Après lecture de votre article concernant l'étude de la Fondation Concorde intitulée « Pharmacie d'officine : quelles évolutions pour répondre aux défis de demain »*, on ne peut que saluer l'ampleur de la réflexion et la pertinence des orientations proposées. D'autant qu'on ne tourne pas autour du pot : « Ils [les pharmaciens] doivent prendre conscience qu'une mobilisation réelle doit se faire, pour que les changements soient possibles ». L'ensemble de ce texte diffère grandement des solutions simplistes bien souvent avancées pour colmater quelques brèches et faire miroiter une augmentation facile du chiffre d'affaires.
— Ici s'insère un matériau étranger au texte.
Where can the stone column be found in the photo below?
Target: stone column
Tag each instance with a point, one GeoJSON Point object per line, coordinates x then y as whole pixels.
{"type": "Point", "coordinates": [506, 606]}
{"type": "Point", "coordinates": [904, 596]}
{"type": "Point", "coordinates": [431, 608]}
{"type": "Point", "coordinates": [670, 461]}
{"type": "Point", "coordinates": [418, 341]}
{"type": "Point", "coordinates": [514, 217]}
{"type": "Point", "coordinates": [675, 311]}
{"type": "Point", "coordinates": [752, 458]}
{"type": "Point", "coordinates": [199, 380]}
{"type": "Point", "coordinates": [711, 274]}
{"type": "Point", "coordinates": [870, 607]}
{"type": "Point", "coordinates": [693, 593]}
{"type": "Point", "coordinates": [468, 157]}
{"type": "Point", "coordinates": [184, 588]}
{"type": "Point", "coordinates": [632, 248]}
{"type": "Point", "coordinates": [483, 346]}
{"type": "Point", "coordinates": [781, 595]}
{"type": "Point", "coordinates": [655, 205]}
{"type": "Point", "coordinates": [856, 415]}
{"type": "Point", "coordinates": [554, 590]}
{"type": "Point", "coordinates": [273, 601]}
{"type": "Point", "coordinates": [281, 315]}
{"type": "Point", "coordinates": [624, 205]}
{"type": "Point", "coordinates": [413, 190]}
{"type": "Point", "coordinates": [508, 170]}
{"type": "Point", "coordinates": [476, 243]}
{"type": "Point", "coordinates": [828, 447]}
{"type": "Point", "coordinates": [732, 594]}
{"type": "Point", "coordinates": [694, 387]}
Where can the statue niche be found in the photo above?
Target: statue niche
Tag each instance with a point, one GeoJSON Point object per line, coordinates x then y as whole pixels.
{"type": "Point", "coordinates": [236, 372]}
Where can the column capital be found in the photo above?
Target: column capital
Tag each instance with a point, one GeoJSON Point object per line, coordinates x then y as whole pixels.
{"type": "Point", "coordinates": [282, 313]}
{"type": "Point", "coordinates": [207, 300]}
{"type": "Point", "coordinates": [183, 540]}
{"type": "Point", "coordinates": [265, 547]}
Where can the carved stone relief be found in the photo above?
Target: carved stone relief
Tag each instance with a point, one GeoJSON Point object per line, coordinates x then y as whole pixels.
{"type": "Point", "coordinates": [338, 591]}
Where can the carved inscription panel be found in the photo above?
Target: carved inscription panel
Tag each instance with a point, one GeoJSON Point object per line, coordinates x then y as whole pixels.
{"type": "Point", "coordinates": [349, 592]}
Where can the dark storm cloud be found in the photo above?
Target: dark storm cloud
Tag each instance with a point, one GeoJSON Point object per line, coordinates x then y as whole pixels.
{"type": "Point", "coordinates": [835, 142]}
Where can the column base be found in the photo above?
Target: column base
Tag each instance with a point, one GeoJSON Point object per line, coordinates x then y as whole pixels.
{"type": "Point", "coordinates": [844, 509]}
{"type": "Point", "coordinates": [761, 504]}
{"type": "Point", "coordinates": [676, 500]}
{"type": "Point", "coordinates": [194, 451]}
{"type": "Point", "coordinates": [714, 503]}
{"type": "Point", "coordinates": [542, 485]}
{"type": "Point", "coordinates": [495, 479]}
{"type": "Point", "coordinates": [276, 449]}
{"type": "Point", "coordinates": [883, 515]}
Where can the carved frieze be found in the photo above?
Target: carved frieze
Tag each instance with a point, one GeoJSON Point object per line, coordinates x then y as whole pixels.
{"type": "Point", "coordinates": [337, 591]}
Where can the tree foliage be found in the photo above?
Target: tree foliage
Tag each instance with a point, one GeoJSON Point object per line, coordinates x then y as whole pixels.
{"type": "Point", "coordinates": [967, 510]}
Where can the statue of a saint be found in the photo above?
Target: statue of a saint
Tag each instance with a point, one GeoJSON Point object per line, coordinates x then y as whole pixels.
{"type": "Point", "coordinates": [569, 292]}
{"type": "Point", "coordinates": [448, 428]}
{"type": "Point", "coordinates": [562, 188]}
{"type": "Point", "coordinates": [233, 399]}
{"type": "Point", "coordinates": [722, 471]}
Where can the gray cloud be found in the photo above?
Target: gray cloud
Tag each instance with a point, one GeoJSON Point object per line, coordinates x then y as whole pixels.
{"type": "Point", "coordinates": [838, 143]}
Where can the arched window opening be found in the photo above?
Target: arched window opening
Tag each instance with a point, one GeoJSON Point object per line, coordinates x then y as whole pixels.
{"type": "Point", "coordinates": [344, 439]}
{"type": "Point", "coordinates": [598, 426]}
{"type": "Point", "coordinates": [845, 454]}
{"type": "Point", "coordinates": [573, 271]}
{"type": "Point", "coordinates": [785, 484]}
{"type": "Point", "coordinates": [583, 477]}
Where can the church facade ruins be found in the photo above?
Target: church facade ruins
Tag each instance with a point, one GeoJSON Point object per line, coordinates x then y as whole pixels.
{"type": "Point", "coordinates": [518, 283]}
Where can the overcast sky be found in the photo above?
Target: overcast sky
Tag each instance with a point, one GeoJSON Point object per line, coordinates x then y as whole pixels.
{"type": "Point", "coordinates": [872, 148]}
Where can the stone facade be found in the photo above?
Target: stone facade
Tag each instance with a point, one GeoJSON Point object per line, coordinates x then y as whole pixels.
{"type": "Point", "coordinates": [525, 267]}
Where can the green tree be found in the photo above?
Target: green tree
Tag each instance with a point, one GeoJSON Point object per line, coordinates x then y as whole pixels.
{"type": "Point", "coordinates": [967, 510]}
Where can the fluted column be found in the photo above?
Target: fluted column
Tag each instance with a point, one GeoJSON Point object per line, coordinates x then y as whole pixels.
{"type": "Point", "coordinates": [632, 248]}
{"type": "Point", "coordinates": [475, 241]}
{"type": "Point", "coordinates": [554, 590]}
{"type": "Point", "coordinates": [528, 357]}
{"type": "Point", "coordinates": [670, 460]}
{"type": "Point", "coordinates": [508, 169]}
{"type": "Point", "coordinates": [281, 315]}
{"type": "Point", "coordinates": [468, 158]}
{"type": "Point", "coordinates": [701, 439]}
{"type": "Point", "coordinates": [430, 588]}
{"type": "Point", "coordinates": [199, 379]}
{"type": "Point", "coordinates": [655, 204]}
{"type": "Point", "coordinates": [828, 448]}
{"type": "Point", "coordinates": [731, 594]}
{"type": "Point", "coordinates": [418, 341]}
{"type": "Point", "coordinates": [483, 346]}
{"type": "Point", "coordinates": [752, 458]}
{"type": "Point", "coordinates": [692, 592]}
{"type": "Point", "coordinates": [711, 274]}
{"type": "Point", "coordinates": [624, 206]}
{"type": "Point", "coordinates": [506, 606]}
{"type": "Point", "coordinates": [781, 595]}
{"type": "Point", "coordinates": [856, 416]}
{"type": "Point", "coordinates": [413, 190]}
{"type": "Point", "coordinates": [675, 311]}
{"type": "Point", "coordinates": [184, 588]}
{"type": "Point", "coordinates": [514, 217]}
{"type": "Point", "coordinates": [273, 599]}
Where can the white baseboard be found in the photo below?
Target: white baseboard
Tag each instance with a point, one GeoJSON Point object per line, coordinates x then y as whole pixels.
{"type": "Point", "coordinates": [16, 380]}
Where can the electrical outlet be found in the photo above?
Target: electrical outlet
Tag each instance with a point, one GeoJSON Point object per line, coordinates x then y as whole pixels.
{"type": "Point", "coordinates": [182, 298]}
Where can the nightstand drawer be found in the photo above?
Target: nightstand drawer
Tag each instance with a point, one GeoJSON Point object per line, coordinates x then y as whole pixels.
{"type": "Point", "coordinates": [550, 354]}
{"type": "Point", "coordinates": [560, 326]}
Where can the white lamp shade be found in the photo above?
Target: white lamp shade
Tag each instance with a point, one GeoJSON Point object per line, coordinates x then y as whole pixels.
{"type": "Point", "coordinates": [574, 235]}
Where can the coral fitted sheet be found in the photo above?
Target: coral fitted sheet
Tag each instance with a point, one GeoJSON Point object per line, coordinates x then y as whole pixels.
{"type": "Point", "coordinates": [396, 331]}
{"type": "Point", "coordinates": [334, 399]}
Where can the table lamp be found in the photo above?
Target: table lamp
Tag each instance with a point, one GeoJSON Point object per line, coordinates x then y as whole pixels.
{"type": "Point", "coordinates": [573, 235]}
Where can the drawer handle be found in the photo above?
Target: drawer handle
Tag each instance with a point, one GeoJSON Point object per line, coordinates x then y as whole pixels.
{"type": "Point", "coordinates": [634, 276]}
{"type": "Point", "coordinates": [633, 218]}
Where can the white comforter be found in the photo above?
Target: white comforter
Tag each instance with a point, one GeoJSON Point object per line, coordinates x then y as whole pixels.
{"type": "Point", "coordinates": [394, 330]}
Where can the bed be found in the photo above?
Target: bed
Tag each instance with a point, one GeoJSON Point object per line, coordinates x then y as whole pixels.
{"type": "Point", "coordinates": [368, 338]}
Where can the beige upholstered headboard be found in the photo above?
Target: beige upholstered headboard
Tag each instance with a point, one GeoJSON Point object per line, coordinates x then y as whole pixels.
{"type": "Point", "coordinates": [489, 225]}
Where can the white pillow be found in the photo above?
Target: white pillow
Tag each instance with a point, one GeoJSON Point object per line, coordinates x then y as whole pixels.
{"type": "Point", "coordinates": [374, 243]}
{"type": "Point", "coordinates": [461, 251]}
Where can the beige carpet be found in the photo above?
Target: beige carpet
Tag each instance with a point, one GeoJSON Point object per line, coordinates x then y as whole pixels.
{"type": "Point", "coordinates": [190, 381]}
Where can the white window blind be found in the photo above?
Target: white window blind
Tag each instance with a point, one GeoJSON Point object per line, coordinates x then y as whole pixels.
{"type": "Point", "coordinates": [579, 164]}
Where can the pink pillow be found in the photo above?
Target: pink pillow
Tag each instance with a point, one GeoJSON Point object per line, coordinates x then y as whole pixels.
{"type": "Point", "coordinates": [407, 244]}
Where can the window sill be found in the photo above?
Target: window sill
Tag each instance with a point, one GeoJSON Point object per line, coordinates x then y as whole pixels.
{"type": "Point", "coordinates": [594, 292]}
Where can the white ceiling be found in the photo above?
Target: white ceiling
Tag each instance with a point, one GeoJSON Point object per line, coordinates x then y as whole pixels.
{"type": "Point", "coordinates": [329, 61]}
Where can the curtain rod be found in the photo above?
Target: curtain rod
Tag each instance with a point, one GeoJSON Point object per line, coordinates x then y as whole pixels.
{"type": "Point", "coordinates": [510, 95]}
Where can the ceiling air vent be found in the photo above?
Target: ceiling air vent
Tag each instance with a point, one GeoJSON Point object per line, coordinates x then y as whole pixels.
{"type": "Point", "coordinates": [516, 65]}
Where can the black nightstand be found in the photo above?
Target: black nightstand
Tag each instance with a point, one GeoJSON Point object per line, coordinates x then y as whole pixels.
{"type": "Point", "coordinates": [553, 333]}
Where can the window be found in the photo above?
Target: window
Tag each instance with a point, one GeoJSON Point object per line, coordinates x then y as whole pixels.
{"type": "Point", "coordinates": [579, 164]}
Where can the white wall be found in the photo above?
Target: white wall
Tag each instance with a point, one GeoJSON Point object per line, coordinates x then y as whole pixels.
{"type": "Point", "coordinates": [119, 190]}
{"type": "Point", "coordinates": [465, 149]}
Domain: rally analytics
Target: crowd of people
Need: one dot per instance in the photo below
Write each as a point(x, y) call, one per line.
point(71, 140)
Quelques interrogations parcourent ce texte, parmi lesquelles : comment déterminer le prix de ces nouveaux services ? Et qui va payer ? Questions qui s'accompagnent d'une remarque impossible à occulter : « Si l'État ne prend pas en charge, il sera nécessaire… d'habituer les pharmaciens eux-mêmes à les faire payer, ce qui n'est à l'heure actuelle pas dans leur culture. »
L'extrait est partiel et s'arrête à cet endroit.